Gideon’s narrative is the second longest in the Book of Judges, and it tells pretty much his entire life story from his calling to save Israel through his exploits to the end of his life when he lives peacefully in the liberated Israel where he doesn’t want to be king because he thinks God should rule over them (then he takes his spoils of war to make a priestly garment that people begin to worship, so whatever).
We first meet Gideon when he’s hiding inside a wine press while threshing his wheat. The reason he’s doing this is that the Israelites are currently being oppressed by the Midianites, who like to come along and take all their stuff. It’s quite a sensible thing to do if you’re constantly being harassed by raiders who steal your crops and livestock. It’s also a wonderful setup for when an angel appears to Gideon in the wine press and calls him a “mighty warrior.”
Because, you know, I imagine Beowulf hiding in a wine press when Grendel comes knocking at Heorot’s doors.
Like a lot of stuff that happens in Judges, I think we’re supposed to find this incident funny since “mighty warrior” is a translation of Gideon’s name, and he’s literally hiding from his enemy. It’s also a fine piece of foreshadowing, since Gideon later proves to be a very successful military leader despite his inauspicious beginning.
Besides the humorous tone, this introduction also serves to tell us a little about Gideon’s character.

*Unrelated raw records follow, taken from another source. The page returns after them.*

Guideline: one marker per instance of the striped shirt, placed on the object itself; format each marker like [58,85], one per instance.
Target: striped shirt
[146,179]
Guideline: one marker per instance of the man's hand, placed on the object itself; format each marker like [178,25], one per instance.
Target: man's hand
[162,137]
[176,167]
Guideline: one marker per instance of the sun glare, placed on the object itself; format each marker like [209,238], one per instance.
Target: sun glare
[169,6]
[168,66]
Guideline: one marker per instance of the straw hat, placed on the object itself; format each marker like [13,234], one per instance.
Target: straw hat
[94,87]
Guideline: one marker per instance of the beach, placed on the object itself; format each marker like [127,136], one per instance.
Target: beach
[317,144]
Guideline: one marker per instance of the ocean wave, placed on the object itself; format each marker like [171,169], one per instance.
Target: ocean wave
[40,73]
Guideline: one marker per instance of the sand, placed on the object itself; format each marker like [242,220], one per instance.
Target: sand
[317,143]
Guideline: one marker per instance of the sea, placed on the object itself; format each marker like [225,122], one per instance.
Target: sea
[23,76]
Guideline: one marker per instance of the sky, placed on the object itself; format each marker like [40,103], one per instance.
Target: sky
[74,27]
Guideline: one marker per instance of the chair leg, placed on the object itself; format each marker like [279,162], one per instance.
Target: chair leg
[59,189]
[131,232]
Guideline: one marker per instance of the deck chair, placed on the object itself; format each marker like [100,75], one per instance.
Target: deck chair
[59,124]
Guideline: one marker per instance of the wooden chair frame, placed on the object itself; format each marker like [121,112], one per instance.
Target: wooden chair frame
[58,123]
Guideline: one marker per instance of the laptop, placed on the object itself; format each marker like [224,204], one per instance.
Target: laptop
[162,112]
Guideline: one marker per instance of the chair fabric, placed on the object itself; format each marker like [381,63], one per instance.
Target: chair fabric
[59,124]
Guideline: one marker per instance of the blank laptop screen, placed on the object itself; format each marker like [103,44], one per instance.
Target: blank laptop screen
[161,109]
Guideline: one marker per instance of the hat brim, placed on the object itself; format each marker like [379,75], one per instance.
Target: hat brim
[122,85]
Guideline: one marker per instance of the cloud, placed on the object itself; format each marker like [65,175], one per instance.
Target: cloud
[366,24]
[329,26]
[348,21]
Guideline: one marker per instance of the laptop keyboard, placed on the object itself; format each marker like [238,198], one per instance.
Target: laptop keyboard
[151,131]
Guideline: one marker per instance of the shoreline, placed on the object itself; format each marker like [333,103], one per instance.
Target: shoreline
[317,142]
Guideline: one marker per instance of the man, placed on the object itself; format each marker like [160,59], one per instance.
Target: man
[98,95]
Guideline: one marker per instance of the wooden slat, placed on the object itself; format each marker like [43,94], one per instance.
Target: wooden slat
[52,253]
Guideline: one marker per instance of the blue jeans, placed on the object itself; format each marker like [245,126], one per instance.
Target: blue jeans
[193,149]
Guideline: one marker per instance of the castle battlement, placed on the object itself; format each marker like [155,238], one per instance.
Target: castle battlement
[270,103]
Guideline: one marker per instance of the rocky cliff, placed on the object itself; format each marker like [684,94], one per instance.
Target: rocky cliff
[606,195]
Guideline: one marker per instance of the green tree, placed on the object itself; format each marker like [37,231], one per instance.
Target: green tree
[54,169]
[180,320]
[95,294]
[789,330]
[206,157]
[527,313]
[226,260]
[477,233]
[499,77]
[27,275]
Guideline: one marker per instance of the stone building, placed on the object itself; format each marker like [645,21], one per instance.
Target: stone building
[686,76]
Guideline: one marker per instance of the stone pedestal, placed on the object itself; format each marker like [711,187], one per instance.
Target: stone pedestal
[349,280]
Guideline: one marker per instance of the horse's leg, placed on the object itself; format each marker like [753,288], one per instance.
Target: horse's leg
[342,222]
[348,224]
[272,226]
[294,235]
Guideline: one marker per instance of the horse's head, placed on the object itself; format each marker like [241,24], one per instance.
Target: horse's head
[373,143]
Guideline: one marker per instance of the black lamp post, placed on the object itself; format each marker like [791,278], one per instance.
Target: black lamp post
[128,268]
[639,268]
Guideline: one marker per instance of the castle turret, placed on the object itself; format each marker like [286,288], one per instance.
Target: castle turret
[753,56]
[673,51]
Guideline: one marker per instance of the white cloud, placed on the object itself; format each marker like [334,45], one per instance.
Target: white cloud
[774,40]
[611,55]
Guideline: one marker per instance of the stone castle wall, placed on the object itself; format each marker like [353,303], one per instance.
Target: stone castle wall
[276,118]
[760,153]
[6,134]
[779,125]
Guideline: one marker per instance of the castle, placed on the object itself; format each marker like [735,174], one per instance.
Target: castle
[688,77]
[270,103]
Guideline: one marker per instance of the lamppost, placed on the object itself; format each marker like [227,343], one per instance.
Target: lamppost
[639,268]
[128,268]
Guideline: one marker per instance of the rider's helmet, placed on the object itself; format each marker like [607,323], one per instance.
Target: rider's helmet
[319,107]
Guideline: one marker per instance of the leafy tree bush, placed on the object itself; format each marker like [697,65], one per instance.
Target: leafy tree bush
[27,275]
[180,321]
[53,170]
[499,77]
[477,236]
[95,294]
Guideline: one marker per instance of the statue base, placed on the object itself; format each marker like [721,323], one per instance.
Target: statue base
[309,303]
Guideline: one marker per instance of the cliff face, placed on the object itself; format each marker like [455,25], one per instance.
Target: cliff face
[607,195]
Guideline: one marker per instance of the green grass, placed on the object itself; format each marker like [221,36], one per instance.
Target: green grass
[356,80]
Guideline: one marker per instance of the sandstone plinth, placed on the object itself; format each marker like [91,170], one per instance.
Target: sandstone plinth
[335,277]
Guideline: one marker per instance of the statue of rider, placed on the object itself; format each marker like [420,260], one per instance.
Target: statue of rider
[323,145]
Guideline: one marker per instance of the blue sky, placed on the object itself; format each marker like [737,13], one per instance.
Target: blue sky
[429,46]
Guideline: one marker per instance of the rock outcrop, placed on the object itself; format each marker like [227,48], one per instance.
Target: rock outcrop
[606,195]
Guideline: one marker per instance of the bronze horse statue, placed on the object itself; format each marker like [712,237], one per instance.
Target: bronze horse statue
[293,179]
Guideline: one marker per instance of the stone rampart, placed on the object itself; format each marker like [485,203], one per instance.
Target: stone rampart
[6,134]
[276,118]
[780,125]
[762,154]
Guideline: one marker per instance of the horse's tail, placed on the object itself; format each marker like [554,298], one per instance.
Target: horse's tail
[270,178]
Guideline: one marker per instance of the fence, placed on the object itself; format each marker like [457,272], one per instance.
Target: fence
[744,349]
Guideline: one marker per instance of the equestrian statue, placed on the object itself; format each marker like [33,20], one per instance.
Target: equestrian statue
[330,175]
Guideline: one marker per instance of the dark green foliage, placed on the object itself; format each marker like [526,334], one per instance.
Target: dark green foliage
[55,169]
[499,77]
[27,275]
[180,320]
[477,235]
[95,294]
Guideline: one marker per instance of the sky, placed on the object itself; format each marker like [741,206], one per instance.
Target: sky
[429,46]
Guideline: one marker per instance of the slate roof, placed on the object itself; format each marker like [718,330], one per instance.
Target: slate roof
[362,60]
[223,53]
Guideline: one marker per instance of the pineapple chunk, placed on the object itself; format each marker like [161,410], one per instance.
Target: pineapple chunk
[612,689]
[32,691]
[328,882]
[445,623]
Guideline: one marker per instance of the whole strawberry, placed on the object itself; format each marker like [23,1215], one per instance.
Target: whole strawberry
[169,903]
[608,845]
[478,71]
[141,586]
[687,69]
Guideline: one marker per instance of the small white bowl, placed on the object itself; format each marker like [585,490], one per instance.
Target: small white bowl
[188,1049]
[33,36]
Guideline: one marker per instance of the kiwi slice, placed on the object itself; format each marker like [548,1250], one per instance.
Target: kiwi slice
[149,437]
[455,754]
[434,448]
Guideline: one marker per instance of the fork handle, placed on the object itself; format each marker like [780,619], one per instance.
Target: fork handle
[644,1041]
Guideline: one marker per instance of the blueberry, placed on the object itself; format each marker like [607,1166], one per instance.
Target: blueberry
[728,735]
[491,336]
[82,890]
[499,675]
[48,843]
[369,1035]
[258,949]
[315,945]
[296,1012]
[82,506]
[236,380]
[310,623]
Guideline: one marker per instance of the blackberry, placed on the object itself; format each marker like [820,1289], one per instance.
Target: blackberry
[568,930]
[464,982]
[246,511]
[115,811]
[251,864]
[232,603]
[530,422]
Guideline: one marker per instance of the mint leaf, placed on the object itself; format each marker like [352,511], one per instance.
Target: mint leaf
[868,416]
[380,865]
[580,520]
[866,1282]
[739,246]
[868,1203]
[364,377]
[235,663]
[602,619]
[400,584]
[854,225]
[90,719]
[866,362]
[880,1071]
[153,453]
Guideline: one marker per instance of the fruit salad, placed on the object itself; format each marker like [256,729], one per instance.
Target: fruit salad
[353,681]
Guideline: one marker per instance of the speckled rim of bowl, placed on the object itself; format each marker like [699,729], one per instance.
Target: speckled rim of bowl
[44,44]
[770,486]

He’s a shrewd man, seeing as he knows it’s better to hide his wheat rather than threshing out in the open, and when he talks with the angel (whom he doesn’t yet realize is an angel) he asks the pointed question of how God can be with the Israelites (which the angel exclaims right off the bat) if they’re currently suffering under the Midianites and all the wonders that they’ve heard about from the period of Exodus are no longer present.
As an aside, I think this passage raises an important question that the writer of Judges and their contemporaries would have been asking in the days of the Babylonian Exile. The whole book’s looking for an explanation of foreign suffering when God says that he’s with his people, but Gideon gets right in there and says what everyone’s actually thinking about these cycles of oppression. Of course, the answer that God gives him (and the answer that the entire book seems to be pushing towards) is that he should just trust God to do what he does. Also, apparently, that if you find yourself in a bad situation and God tells you to do something about it, then you better get to it (I like that last bit, though I’m sure there’s endless discussion to be had about what constitutes God telling you to get to work).
Gideon, being the shrewd hider of wheat that he is, decides it’s probably best to make sure he’s actually getting a command from God, so he proceeds with a series of tests. First there’s the test where Gideon asks the angel to wait for him to get together materials for an offering, so he can receive a sign that he’s definitely getting instructions from God. The angel does this whole rigamarole where it sets the food for the offering on fire with its staff before disappearing into the flames, and Gideon freaks out because he realizes he’s just been face to face with an angel of God. God, being the chill Deity that he is, reassures Gideon that he’s not going to die.
The second and third tests are slightly more famous. Gideon puts a fleece out and asks God to perform two miracles two nights in a row that are exactly the opposite of each other. God does both miracles, and then Gideon’s convinced that he’s received a divine visitation.